I would also like to welcome:

  • Rosa Walker (President) and Milton Tootoosis (Member of the Board of Directors) - Indigenous Leadership Development Institute, Canada
  • Dr Tom Calma AO - WIBF Ambassador
  • Mr David Liddiard - Director Corporate Connect.AB
  • and Tristan Wills - Commonwealth Bank Executive General Manager, Corporate Sustainability.

Sydney is proud to be the first city outside New York to be hosting the World Indigenous Business Forum. There are more than 400 participants from around the world here with us - including Australian and Torres Strait Islander entrepreneurs, as well as delegates from Canada, the USA, New Zealand, Namibia, Papua New Guinea and Guatemala. Welcome everyone.

Greater economic participation by the world's Indigenous peoples is essential to building strong foundations for good health, functional families and successful Indigenous communities. Indigenous enterprises contribute to intergenerational asset accumulation, they allow for direct participation in markets, and Indigenous entrepreneurs are often leading employers of Indigenous people and influential role models for younger generations.

Sydney is Australia's leading business and finance centre and the importance of economic development for our Indigenous communities, along with employment and training, is an essential component of our strategy, Sustainable Sydney 2030.

This blueprint for a green, global and connected city was developed after extensive consultation, with the Aboriginal and Torres Strait Islander community a major contributor to this process.

Both the Indigenous and the broader community told us they wanted greater recognition and celebration of Indigenous identity and culture. This has developed into a number of projects aimed at broad sustainability for the community.

Included in this is the identification of Aboriginal employment and enterprise as a cross-cutting theme to be expressed in specific targeted actions as part of the City's Economic Development Strategy, currently in development.

We will also be developing a specific Eora Journey Economic Development Plan to deliver a range of initiatives aimed at achieving equity of representation for Indigenous people as students, as employees at all levels, and as business owners.

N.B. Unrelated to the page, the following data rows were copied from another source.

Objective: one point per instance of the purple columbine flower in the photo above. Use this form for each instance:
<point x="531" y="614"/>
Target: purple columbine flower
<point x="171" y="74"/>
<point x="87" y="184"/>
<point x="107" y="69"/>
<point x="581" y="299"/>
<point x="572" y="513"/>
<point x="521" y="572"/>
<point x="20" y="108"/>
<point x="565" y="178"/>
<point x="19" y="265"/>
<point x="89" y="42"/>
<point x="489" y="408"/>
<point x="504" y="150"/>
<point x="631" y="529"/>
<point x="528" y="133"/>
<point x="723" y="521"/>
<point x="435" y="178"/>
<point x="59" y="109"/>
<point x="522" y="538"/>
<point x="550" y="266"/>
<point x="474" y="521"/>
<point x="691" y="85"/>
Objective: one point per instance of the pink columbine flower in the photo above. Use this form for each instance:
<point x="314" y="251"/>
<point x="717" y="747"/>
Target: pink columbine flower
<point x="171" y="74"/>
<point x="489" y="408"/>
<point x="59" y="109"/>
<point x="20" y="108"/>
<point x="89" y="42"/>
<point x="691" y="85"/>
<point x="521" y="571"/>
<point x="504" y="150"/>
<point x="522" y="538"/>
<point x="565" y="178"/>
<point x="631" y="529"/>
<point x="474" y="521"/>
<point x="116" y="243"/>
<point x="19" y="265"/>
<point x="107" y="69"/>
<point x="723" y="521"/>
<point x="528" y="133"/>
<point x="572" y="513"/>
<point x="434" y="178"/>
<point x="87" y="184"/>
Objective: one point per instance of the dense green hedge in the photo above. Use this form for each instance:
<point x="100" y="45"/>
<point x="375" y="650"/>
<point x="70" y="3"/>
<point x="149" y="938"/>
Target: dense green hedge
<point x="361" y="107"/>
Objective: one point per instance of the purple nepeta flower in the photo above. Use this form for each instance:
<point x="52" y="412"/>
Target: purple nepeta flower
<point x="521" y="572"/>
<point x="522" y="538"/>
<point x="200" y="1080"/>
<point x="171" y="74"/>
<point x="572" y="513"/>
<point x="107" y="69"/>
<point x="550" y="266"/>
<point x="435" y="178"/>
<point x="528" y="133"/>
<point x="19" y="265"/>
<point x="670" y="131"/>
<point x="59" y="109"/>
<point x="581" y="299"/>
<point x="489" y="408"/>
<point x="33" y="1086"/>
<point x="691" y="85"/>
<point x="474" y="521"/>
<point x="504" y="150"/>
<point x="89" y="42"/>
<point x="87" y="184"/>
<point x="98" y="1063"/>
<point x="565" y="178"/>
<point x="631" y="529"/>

Partnerships are vital to greater economic participation - and everyone has a role to play: the private sector, the not-for profit sector, the community and all levels of government.

Forums such as this provide an opportunity to learn more about what's happening in Australia and around the world, with practical conversations and a chance to build networks on a domestic and a global level.

Running parallel to the Forum is a Young Entrepreneurs Strategy for Indigenous business leaders under the age of 35. This is being hosted by the Australian Indigenous Mentor Experience and involves young entrepreneurs from Australia and from across the globe.

It's an exciting program - one in which everyone can share ideas, learn from each other, discuss their vision and connect. I would like to wish all participants a successful and inspiring two days at this year's World Indigenous Business Forum.